11. Other issues. I will bring up gun rights since it was alluded to by a European user. My roommate is Norwegian and he asked me my opinion on guns. Although personally I too would like guns to be gone and have them only accessible for hunting and those limited as well, as the Constitution has it, we are allowed to have them. So, I will stand by the law of the land. I understand why that right is there because we live in a society were guns aren't going away. There are too many of them, and there's really no plausible way to change that. In European countries where many weapons were destroyed or confiscated after WWII, such no-gun policies are very plausible and very effective. However, there are many Americans that believe it is for the best interests to have a gun for self-protection. It does save innocent people from senseless death all the time. Do people kill others with guns? Yes, that's what guns were invented for after all. However, if people want to really kill others, they'll find other ways to do it. Shooting someone is actually the easiest way to do without torturing them.
This should not be equivocated with "moral relativism". No killing of a human being should be tolerated, but we do live in a world of 6 billion people and of many different backgrounds, and we don't have the capability to make man work only for his better good yet.

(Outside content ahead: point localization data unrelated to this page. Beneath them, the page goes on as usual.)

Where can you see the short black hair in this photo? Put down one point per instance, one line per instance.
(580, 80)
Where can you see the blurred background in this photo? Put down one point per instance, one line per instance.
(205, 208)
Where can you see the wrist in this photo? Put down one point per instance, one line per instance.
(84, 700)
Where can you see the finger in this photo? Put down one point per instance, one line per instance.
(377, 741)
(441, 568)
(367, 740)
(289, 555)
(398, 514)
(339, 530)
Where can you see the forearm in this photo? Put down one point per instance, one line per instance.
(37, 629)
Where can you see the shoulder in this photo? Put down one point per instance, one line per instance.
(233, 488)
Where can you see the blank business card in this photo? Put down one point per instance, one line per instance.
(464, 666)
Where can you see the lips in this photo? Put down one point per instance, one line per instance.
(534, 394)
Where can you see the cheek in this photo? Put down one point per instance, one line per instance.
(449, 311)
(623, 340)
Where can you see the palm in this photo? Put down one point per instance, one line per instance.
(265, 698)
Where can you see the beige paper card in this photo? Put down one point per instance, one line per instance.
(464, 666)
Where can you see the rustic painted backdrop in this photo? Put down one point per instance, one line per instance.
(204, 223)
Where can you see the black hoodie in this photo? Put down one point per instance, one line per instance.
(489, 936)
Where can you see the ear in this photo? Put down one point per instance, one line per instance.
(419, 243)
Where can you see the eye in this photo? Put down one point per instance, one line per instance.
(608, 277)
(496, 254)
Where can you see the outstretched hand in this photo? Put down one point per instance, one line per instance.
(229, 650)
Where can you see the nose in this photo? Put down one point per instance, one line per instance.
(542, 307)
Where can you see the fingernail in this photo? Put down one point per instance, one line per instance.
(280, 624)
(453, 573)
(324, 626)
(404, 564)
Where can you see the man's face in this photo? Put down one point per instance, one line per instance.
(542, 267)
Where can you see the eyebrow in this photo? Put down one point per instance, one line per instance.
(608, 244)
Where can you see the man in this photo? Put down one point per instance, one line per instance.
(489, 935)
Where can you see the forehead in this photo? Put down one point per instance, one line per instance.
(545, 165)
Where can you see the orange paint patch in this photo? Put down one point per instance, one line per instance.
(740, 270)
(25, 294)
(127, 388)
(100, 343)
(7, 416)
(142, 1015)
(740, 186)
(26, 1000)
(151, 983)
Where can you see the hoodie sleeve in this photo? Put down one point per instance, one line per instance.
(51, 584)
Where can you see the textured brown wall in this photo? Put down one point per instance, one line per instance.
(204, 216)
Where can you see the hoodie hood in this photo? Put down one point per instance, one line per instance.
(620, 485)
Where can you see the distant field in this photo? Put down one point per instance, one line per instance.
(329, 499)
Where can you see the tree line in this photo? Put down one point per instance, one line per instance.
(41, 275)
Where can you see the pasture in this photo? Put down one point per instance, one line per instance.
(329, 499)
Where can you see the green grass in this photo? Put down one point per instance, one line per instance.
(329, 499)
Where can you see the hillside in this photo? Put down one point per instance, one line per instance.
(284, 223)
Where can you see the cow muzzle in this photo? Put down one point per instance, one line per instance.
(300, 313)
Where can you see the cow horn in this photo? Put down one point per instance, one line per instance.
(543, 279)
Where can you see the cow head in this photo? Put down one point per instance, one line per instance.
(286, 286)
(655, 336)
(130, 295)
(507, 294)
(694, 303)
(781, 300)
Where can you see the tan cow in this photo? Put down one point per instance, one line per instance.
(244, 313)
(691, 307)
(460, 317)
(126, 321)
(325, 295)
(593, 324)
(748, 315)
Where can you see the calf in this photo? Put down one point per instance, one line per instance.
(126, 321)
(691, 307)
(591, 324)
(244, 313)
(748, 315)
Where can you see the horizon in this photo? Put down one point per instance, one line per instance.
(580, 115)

So, they're here to stay for now.
12. Karl Rove may indeed use the points, but as a political science professor said on campus the other day, both sides do it everyday. Some of the attacks on both sides are absolutely true, and it's a shame that the public doesn't have the guts to call them out on it to make true change. Rather than recognizing those faults, both sides continue on believing their side is completely perfect.
13. I have heard Karl Rove several times, but I don't consider him totally radical. His takes on why things are may definitely be extreme and often actually are, but the underlining problems are often real problems, just not the severity he makes them out to be.
14. Surreal, although you and I may definitely disagree on things, your last comment was brilliantly written.
15. Manufacturing of fear, I think the liberals are more guilty of that to be honest. The war on women, which I discussed earlier, the war on latinos, etc. Many people, not just Republicans, think that things are going to continue to get worse. I don't believe it's even possible for America to deteriorate to "The Great Depression"-like conditions, so that is a proper critique of my party.
16. Again, this thread is meant to political, but I don't think anyone would should leave this thread hating me or anyone else. I've been honest, tried to be fair and balanced, and I personally think my party is dead wrong on handling social issues. I just find a lot of the rest of their ideas better. However, no matter who becomes president, not much is going to change in either direction so we all shouldn't worry that much.
On a last tidbit, I am finally having my site proofread by natives and have already made tons of changes and added tons of notes and approved, checked, example sentences. I'm still trying to major changes to it. I never forgot your great help IceCream! I'll always be thankful for it. So, I'll leave you guys with that.